Monday, May 17, 2010

Infinitely Worse

A great rebuke of the "black cloud of flattery" that seems to have enveloped the Catholic blogosphere:

Story after story of not simply abusive priests, but of mendacious bishops, intransigent superiors of religious orders, and venal curial officials, seem to pour out daily. Of course, the velocity of these reports is the result of the media’s knowing a good story when they see one, perhaps even some lingering anti-Catholicism. On the other hand, they’re not making this stuff up.

And here is what concerns me now. Despite the fact that Scout masters, school teachers, youth minister and the like--not to mention ministers, rabbis and imams--have all been connected with sexual abuse, the institutions of which they are members simply have not demonstrated (so far) the obtuseness, stonewalling, defensiveness, instransigence and sinfulness that the Catholic church has on this matter. The institution of the church--and here I mean the hierarchy--particularly in its historic desire to shield itself from any and all critique by "outsiders," and its desire to avoid "scandal" made the problem of sexual abuse, which is probably just as rampant in other groups, infinitely worse.

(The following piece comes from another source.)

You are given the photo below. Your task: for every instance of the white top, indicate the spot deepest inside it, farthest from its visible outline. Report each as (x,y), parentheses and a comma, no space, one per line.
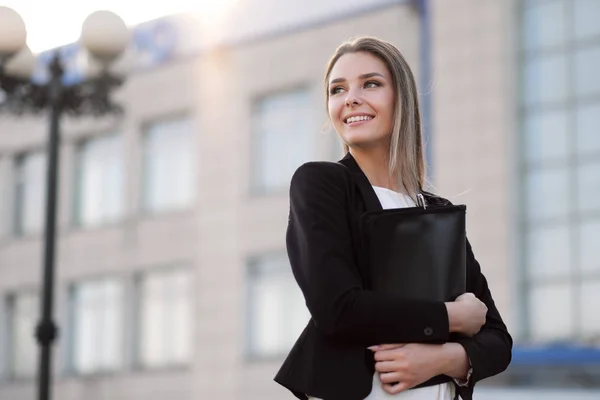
(390,199)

How did we get to this point? How did we find ourselves with some leaders who are not only blind but almost willfully so? (The old term "invincible ignorance" comes to mind.) Part of it is the lust for power. Our blunt editorial this week talks about the "black cloud of flattery" that envelopes the curia, the last Renaissance court. Part of it is pride. One of the less-noted aspects of this saga is how shocked Vatican officials are when anyone has the temerity to contradict them, or even to question them. (Benedict, who many credit with taking a hard line with abusers and with Maciel, while at the Congregation for the Doctrine of the Faith, was not immune to this. See the video of his slapping a reporter who asked him about Maciel.) It’s not hard to extrapolate this into a disregard for victims and their families. That is, if a bishop won't speak to the police or to the media, why would he speak to a victim or a parent?